Friday 18 February 2011

The First Gods of Old Albion

I carry a darkness within me. It is the shadow of my former sins and cravings, a shadow magnified by the presence of another...

To any who are new to these teachings, please consult my previous posts which form an account of an investigation into a haunted house, carried out by this author and some assistants in a Northern English town during the summer 2010.

There are some who have questioned my apparent inactivity over the past moons. I am never inactive, the weather is inclement and my action is directed inward. The demands and the allures of the external world render us oblivious to the true source of all joy, the inner life.

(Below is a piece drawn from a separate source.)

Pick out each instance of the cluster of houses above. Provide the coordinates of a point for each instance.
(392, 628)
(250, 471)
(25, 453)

I don’t mean the narcissistic bleating for attention and status that seems to have replaced spiritual feelings in many of Albion’s children but rather the invocation of a visionary world in which the temporal self is transcended.

An example of this is when I was held overnight in a police cell after laying the spirits in the St Hilary house. I discovered a trace of the haunting lingered within me as I was sat on the bench in the cell in meditation. I had passed rapidly into a trance in which the inner radiance of the Goddess manifested as the full moon. It was as I abandoned myself to this light that I became conscious of something stirring beyond it, like a wriggling motion glimpsed in the corner of one’s eye, or a distant sound that disturbs silence. Consciously repeating a mantra was enough to lay this disruptive force but each subsequent time I entered into meditation or even when I was at rest, I was conscious that it was there on the margins of my apprehension. It did not seem threatening, indeed it was something that could be banished from mind but it always returned, intensifying a little each time. Over the days that followed, I began to assume that it would, if allowed, claw its way through the peace and stillness emanating from the radiance within.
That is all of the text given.